— Я самый счастливый человек, — отвечаю я. — И потом — я не верю бабкам.
— И все равно я боюсь.
— Кого?
— Тебя, — и немного помолчав, — и себя тоже… А вдруг мы разлюбим друг друга?
— Я не разлюблю, — говорю я.
— Неужели ты и вправду уехал, если бы я не пришла?
— Что об этом вспоминать, — беспечно отвечаю я.
Но Юльке почему-то эта мысль не давала покоя.
— Только подумать, он взял бы и уехал, даже не попрощавшись со мной! Нет, вы, мужчины, не умеете сильно страдать…
— Ну, это как сказать, — говорю я.
— Ты мне должен всегда верить, Максим. Я никогда не обманываю. Не улыбайся… Я хотела сказать, не обманываю в главном… Я не знаю, что такое происходит со мной, но иногда не хочется никого видеть. Даже тебя. И тогда я уезжаю к подруге и у нее живу. Понимаешь, когда у меня дурное настроение, я становлюсь невыносимой. Противна сама себе. И мне не хочется тебя мучить, вот я и ухожу, а когда все проходит, всегда к тебе возвращаюсь.
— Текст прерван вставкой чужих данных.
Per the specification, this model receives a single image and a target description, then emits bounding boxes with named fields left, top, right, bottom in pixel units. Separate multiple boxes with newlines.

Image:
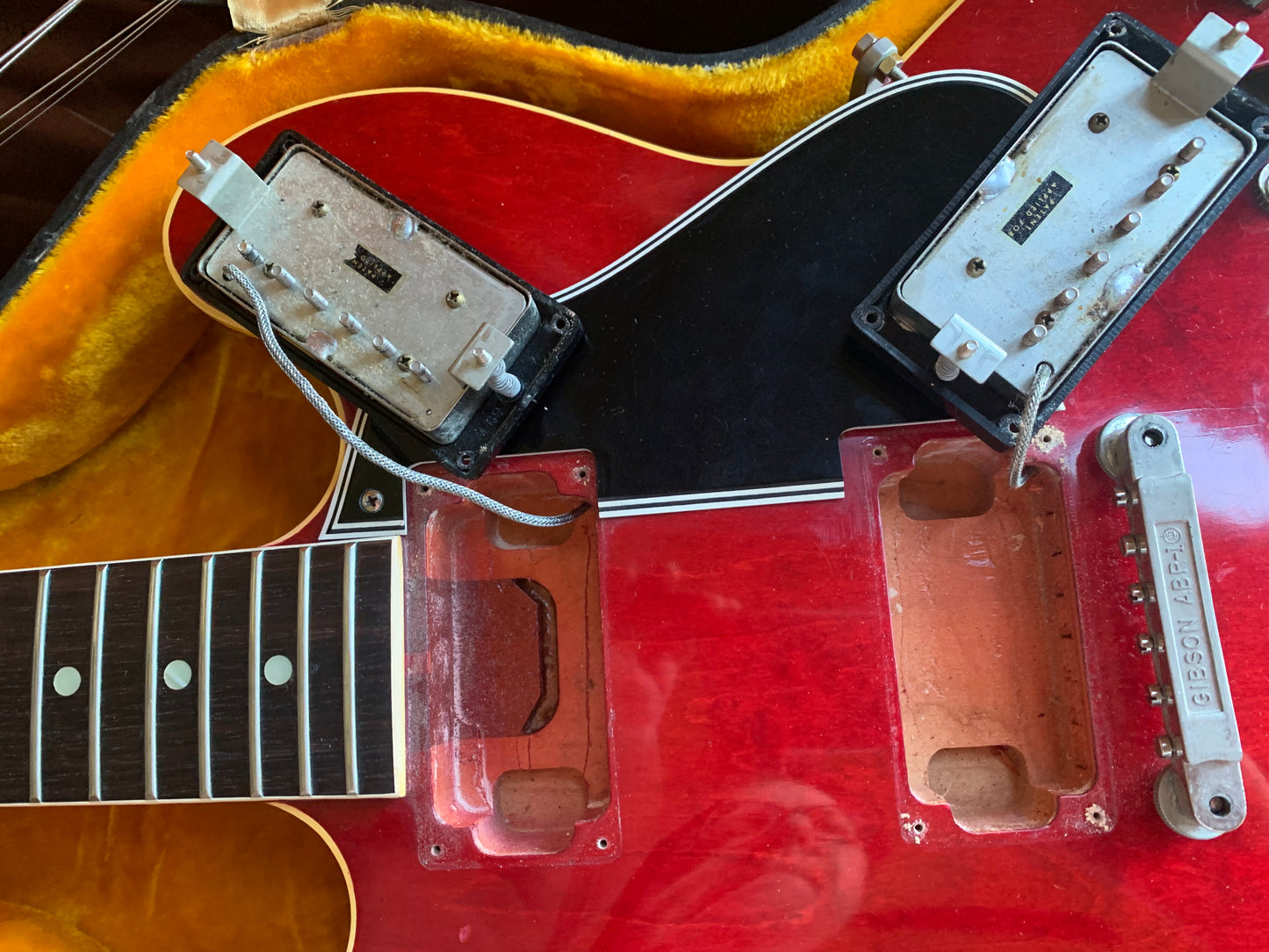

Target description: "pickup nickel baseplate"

left=1098, top=414, right=1247, bottom=839
left=179, top=132, right=581, bottom=477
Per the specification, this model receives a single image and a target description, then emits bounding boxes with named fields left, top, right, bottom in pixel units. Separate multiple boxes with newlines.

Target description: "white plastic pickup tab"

left=1151, top=12, right=1264, bottom=116
left=177, top=140, right=269, bottom=242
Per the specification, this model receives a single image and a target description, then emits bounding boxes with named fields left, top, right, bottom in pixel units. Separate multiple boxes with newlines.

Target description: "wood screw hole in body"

left=162, top=658, right=194, bottom=690
left=54, top=665, right=83, bottom=696
left=264, top=655, right=296, bottom=687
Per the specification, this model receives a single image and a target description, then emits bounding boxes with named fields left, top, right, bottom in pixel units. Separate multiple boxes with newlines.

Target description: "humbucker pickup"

left=854, top=14, right=1269, bottom=450
left=1098, top=414, right=1247, bottom=839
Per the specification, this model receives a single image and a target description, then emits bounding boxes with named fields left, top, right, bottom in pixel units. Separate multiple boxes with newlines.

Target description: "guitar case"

left=0, top=0, right=999, bottom=952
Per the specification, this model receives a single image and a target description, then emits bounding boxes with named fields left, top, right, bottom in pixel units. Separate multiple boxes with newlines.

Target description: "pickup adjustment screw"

left=185, top=148, right=212, bottom=175
left=264, top=262, right=299, bottom=288
left=237, top=240, right=264, bottom=264
left=1023, top=324, right=1049, bottom=347
left=1084, top=251, right=1110, bottom=274
left=390, top=212, right=415, bottom=242
left=1146, top=171, right=1177, bottom=202
left=1114, top=212, right=1141, bottom=234
left=1221, top=20, right=1250, bottom=49
left=1053, top=288, right=1080, bottom=308
left=1177, top=137, right=1207, bottom=165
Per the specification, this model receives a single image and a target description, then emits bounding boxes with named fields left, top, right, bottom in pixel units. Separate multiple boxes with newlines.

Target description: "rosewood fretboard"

left=0, top=538, right=405, bottom=804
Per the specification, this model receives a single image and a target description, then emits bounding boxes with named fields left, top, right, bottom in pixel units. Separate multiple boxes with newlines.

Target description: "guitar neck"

left=0, top=538, right=405, bottom=804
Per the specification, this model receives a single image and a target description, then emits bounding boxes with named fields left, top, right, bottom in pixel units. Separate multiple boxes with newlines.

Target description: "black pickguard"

left=342, top=74, right=1026, bottom=524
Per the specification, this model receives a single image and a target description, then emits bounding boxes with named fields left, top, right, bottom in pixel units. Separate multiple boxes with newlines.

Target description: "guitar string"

left=1009, top=363, right=1053, bottom=488
left=0, top=0, right=180, bottom=146
left=0, top=0, right=83, bottom=72
left=225, top=264, right=590, bottom=528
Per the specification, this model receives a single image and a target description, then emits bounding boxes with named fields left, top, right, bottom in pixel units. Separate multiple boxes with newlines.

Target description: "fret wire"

left=31, top=569, right=51, bottom=804
left=344, top=542, right=360, bottom=795
left=246, top=552, right=264, bottom=797
left=198, top=556, right=216, bottom=800
left=145, top=559, right=163, bottom=800
left=296, top=545, right=314, bottom=797
left=88, top=565, right=111, bottom=801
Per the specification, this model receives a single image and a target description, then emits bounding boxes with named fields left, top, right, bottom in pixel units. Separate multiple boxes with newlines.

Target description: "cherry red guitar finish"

left=171, top=3, right=1269, bottom=952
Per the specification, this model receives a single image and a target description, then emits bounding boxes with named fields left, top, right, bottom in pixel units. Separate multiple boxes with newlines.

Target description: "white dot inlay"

left=162, top=659, right=194, bottom=690
left=264, top=655, right=294, bottom=684
left=54, top=665, right=83, bottom=696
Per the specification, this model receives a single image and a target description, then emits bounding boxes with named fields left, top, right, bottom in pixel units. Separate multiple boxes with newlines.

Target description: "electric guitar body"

— На этот раз чуть не опоздала, — говорю я.
— Если по-настоящему любишь, вернулся бы, — улыбается она.
— Вернулся бы, — соглашаюсь я.
Она берет мою руку:
— Слышишь?
Хоть я ничего не чувствую, киваю головой.
— Я его часто слышу, — говорит она. — Особенно по утрам… И я знаю, что это будет мальчик.
— Мы назовем его Германом, ладно? — говорю я, сам зная, что порю чепуху. Может, будет девочка.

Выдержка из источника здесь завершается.